In articles detailing how Fetterman won, there is no mention at all of Oz’s ethnicity or faith. Here’s the New York Times and CNN. No mentions at all of race, ethnicity, or religion.
Here is the full narrative if the parties were switched:
“Dr. Oz lost because racist white rednecks won’t vote for a Muslim candidate. They think he’s a Turkish spy and a terrorist. In fact, they keep mentioning that he is not from Pennsylvania. While it may seem that they just mean he’s from New Jersey, that’s what they want you to think. This line of attack is actually a subtle dog-whistle to racist white voters that Dr. Mehmet Oz isn’t a real American, just like they did with President Obama. Meanwhile, they supported a rich-kid candidate that pretends to be working class to gain votes, just like Donald Trump. Fetterman once committed an egregious act of racial profiling by chasing down a Black jogger because of the color of his skin, an act that channeled 400 years of structural oppression and subjugation of Black bodies by white people. Fetterman’s victory is a stark reminder that Republicans do not care about Black lives or the lives of people of color in general. Once again, the Republican Party proves themselves to be deeply racist and Islamophobic and intolerant of the great diversity in our country and in Pennsylvania. The party of old straight white males will die a slow and grueling death. It’s time to let diverse voices like the good doctor Mehmet Oz take over.”

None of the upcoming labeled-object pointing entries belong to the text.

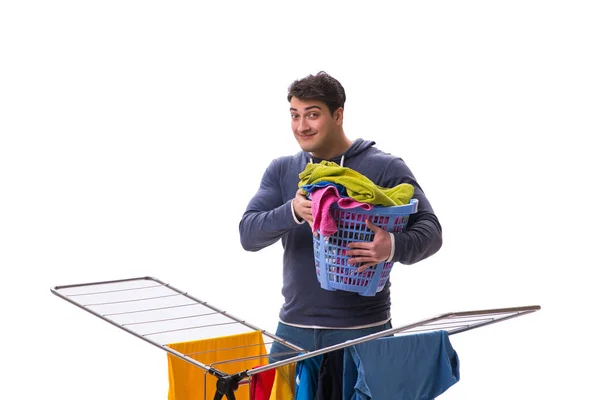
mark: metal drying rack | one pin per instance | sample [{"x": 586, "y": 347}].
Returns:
[{"x": 160, "y": 314}]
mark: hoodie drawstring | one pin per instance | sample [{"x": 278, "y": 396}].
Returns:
[{"x": 341, "y": 161}]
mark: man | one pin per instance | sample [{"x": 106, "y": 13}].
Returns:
[{"x": 311, "y": 317}]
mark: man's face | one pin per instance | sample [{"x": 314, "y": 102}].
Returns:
[{"x": 315, "y": 129}]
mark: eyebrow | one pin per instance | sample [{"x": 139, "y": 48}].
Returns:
[{"x": 306, "y": 109}]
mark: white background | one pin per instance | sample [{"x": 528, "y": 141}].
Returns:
[{"x": 134, "y": 133}]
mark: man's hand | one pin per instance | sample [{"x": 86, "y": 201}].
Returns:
[
  {"x": 303, "y": 208},
  {"x": 371, "y": 253}
]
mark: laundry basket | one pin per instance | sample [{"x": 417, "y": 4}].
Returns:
[{"x": 333, "y": 272}]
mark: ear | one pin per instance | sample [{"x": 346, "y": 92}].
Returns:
[{"x": 338, "y": 116}]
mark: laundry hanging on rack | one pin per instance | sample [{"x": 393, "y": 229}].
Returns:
[
  {"x": 307, "y": 377},
  {"x": 358, "y": 186},
  {"x": 186, "y": 381},
  {"x": 418, "y": 366}
]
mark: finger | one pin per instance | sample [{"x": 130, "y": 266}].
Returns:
[
  {"x": 372, "y": 226},
  {"x": 360, "y": 260},
  {"x": 360, "y": 252},
  {"x": 365, "y": 266},
  {"x": 360, "y": 245}
]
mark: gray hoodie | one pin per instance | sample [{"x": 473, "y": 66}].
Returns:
[{"x": 269, "y": 218}]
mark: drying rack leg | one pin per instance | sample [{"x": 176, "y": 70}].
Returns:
[{"x": 226, "y": 385}]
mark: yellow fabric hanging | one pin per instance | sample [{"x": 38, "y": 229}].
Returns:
[
  {"x": 358, "y": 186},
  {"x": 186, "y": 381},
  {"x": 284, "y": 385}
]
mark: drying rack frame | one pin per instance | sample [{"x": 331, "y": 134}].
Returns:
[{"x": 227, "y": 384}]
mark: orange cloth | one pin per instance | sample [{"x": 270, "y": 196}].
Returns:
[
  {"x": 284, "y": 386},
  {"x": 186, "y": 381}
]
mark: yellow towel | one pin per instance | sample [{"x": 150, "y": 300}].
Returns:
[
  {"x": 358, "y": 186},
  {"x": 284, "y": 385},
  {"x": 186, "y": 381}
]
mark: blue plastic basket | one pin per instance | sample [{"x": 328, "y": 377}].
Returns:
[{"x": 333, "y": 272}]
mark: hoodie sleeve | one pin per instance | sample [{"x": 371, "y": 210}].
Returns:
[
  {"x": 423, "y": 235},
  {"x": 267, "y": 217}
]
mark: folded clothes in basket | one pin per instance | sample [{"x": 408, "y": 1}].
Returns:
[
  {"x": 322, "y": 200},
  {"x": 358, "y": 186}
]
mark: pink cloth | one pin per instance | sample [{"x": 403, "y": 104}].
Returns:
[{"x": 322, "y": 200}]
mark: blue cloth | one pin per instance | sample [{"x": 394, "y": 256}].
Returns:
[
  {"x": 310, "y": 188},
  {"x": 411, "y": 367},
  {"x": 307, "y": 376}
]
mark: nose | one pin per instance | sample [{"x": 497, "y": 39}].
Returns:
[{"x": 302, "y": 126}]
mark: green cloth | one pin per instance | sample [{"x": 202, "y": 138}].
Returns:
[{"x": 358, "y": 186}]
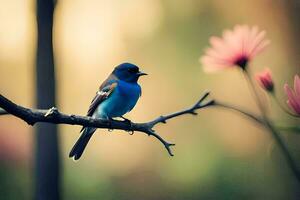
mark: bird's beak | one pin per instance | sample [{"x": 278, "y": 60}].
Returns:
[{"x": 141, "y": 73}]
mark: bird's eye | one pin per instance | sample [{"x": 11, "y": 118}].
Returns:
[{"x": 133, "y": 70}]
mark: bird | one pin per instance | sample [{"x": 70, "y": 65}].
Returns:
[{"x": 116, "y": 96}]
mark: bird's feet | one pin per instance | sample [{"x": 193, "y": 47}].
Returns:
[
  {"x": 110, "y": 128},
  {"x": 131, "y": 131}
]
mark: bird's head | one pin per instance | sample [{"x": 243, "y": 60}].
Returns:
[{"x": 128, "y": 72}]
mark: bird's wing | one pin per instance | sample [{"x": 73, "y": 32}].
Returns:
[{"x": 102, "y": 94}]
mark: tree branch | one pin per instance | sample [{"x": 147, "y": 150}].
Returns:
[{"x": 52, "y": 115}]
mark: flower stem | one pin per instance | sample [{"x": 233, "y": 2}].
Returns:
[
  {"x": 281, "y": 106},
  {"x": 275, "y": 134}
]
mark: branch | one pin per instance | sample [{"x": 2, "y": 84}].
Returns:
[
  {"x": 52, "y": 115},
  {"x": 3, "y": 112}
]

And yet… that was not the narrative at all.
I’m not a “postracial” person. Racism exists, and racist people exist in every political party. Yet when it comes to the question of why Fetterman won, the usual racism claimers are suspiciously silent.
Dr. Oz Lost. Why Isn't The Media Crying Racism and Islamophobia?
I mean, to be fair, the NYT did mention Oz's ethnicity and faith at least once (https://www.google.com/url?sa=t&rct=j&q=&esrc=s&source=web&cd=&cad=rja&uact=8&ved=2ahUKEwjp0cP6_8_8AhUCSvEDHWLTBskQFnoECAgQAQ&url=https%3A%2F%2Fwww.nytimes.com%2F2022%2F11%2F06%2Fus%2Fpolitics%2Fdr-oz-muslim-religion.html&usg=AOvVaw0K6tya2C6y1sG2vk1Bjkd0 ).
Also, I am not sure about "the roles reversed"...seems like you wrote this from a partisan pro-GOP perspective?